Oviposition data: These data include records of annual egg-mass surveys collected between 2000 and 2019 for 64 wood frog breeding ponds at Yale Myers Forest, a 3,213 ha research forest in northeastern Connecticut, USA. During surveys, the entire pond was closely searched by observers. If eggs were found, the observers independently counted and then averaged the estimates (or, in cases of surveys by a single observer, egg masses were counted twice and averaged).

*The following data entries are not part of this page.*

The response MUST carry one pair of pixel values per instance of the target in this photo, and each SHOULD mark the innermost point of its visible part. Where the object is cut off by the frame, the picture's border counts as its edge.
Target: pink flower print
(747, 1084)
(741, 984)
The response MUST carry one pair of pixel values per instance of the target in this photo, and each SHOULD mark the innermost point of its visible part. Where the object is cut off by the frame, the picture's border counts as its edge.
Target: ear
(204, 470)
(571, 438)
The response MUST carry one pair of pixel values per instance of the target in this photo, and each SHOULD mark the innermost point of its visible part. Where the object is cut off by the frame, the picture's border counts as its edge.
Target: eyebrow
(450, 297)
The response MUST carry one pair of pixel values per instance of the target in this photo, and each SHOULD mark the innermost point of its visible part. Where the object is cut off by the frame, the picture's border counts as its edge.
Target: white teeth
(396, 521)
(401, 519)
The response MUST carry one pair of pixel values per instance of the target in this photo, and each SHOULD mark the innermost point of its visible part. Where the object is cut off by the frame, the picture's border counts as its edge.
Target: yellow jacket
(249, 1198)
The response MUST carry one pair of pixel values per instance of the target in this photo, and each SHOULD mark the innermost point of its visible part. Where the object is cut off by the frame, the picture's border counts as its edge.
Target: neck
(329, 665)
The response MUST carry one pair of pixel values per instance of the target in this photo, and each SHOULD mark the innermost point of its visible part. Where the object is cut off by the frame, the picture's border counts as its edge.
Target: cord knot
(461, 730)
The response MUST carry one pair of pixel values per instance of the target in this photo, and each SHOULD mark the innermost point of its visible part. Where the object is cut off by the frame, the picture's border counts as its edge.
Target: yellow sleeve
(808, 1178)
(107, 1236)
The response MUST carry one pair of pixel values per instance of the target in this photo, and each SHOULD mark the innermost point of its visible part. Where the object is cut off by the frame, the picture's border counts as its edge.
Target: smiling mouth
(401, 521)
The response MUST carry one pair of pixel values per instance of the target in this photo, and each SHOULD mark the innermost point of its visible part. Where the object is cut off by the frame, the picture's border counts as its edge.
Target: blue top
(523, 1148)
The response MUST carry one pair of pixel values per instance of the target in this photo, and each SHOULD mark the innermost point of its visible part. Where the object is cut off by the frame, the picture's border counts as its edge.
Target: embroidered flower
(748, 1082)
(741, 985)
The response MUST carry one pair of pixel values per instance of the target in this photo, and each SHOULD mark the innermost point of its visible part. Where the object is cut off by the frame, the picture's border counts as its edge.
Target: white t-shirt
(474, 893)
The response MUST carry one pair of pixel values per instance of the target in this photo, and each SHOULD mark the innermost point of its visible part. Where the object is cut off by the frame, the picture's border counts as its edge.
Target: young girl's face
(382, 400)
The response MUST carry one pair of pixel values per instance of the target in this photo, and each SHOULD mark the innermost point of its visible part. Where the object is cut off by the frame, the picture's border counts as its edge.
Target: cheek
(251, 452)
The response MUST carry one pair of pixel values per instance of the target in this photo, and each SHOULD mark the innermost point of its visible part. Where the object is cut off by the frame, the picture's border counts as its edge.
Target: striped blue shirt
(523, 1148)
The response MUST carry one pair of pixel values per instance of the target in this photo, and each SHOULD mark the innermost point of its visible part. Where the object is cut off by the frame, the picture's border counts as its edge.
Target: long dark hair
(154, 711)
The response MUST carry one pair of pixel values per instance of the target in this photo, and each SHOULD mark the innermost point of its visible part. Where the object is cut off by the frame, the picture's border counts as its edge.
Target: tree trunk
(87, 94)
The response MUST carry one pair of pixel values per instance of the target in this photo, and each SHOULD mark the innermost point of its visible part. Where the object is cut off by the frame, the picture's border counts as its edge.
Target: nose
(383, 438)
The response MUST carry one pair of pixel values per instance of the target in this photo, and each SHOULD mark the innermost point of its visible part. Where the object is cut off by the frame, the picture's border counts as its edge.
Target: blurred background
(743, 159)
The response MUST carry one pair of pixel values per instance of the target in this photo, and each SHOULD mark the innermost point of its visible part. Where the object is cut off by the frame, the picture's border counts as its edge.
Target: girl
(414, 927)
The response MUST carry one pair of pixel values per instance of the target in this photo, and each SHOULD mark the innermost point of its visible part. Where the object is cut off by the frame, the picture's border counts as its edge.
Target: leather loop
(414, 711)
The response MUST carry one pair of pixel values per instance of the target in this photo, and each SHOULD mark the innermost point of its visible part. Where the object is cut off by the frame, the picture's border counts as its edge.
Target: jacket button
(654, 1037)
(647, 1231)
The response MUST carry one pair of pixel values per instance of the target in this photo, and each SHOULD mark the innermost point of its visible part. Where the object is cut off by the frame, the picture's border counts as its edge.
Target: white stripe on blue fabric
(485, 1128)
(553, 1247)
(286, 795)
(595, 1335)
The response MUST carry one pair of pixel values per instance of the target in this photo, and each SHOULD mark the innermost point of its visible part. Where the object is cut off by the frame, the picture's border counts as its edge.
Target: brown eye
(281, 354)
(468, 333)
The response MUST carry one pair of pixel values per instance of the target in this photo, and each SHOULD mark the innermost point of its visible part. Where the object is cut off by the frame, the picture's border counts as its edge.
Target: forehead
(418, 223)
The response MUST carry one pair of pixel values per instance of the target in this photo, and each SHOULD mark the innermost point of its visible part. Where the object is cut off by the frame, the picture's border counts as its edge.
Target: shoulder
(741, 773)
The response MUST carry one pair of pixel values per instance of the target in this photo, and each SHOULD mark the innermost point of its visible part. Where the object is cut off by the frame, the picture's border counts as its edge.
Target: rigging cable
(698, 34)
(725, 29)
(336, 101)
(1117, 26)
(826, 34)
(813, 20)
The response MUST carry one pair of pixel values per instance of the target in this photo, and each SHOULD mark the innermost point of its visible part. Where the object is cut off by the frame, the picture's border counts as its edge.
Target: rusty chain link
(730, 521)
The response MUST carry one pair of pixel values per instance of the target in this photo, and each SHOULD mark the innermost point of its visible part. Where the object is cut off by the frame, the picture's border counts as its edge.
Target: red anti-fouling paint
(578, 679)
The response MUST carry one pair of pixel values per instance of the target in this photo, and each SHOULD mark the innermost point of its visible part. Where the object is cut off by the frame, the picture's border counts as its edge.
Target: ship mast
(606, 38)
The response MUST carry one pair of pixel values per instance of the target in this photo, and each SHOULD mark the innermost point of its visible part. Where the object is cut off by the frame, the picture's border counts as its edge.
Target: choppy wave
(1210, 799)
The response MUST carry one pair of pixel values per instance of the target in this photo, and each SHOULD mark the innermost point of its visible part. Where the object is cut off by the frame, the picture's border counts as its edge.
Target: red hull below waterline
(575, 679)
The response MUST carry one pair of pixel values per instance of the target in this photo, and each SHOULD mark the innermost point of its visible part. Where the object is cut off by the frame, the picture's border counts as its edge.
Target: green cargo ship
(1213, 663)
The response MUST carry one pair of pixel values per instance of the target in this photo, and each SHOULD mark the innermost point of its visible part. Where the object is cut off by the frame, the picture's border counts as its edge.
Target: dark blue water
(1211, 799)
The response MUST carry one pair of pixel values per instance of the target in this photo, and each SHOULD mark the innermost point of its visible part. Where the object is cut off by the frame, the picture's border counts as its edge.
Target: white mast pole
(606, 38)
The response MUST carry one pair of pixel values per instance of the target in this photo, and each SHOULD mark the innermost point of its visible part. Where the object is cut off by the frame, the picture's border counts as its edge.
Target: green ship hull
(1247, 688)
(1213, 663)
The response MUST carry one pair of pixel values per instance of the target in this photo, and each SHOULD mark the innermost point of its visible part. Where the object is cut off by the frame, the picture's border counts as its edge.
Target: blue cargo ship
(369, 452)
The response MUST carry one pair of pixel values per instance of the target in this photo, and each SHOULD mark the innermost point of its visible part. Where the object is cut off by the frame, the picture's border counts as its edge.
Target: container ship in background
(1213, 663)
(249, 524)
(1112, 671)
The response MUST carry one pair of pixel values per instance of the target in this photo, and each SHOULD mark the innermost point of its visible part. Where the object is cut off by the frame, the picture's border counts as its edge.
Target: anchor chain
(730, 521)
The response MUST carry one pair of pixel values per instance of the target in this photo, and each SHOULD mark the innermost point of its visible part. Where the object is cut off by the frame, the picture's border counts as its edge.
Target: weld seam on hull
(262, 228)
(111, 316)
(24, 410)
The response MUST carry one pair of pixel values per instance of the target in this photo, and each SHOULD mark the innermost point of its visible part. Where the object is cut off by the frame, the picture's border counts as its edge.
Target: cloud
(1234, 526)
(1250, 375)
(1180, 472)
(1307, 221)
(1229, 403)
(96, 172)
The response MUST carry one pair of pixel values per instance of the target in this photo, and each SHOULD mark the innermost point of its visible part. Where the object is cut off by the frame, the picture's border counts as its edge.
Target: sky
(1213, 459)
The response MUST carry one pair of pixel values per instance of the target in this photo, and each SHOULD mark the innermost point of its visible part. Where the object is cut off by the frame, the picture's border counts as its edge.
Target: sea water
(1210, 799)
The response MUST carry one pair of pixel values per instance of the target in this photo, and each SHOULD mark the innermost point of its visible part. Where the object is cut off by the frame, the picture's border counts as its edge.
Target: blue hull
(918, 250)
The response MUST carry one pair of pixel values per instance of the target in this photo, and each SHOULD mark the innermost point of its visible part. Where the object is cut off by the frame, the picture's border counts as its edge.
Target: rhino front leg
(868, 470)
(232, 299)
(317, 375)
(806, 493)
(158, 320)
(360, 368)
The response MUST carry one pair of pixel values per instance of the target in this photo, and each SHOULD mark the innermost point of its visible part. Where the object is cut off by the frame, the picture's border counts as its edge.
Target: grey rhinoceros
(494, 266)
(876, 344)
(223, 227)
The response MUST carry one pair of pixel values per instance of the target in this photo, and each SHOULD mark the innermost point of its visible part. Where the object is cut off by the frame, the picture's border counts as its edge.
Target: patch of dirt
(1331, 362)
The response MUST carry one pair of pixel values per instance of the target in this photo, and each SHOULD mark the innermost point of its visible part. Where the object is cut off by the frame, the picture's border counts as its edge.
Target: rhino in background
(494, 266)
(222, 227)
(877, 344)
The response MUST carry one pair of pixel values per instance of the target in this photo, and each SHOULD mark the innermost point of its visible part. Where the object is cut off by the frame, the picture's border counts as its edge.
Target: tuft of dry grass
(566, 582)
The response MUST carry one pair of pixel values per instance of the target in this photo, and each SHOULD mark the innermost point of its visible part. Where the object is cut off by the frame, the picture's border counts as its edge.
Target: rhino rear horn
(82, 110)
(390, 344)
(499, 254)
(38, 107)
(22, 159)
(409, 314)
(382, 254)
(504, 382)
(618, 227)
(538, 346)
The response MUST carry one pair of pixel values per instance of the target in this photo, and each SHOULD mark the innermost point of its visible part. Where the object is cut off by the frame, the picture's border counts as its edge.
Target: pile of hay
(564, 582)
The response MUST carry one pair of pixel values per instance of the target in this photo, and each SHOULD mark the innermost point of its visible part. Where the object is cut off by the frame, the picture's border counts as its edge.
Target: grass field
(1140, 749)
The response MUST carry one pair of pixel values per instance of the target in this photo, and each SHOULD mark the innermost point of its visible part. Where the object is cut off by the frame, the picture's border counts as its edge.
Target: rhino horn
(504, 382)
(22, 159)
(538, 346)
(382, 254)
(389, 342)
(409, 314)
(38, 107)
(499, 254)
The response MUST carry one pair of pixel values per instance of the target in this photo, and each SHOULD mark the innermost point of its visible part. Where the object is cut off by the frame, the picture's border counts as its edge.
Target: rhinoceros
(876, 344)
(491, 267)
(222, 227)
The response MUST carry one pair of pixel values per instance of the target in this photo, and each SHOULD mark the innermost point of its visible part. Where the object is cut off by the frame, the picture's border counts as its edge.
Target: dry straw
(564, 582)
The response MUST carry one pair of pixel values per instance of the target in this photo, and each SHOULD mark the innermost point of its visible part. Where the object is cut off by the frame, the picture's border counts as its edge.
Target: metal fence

Microhabitat data: We include microhabitat data for wood frog breeding ponds at our site including: latitude, elevation, aspect, and a suite of canopy metrics estimated from repeated hemispherical photos. Briefly, five hemispherical photographs were take along the shore at each cardinal point and at the center of each pond during leaf-off and leaf-on seasons. We used Gap Light Analyzer (Frazer 1999) to estimate average leaf-on and leaf-off global site factor (GSF; the ratio of above-canopy radiation to under-canopy radiation (Anderson 1964)) and a weighted GSF value integrated over the duration of wood frog larval and embryonic life cycle (Halverson et al. 2003). Additionally, we included the within-pond variance in GSF values, which captures important components of the canopy shape and structure above and surrounding the ponds. Point values for aspect and elevation were estimated from the USGS National Elevation Dataset (U.S Geological Survey 2002). In addition, we included site-wide daily average temperature, precipitation, and SWE between day-of-year 0 and 120 (Jan 1 ~ April 29) from the DayMet dataset. This range spans the earliest and latest observed oviposition dates (day-of-year 74 and day-of-year 113) with a margin.
Code: R code to replicate the analysis is included with further instructions inline in the scripts.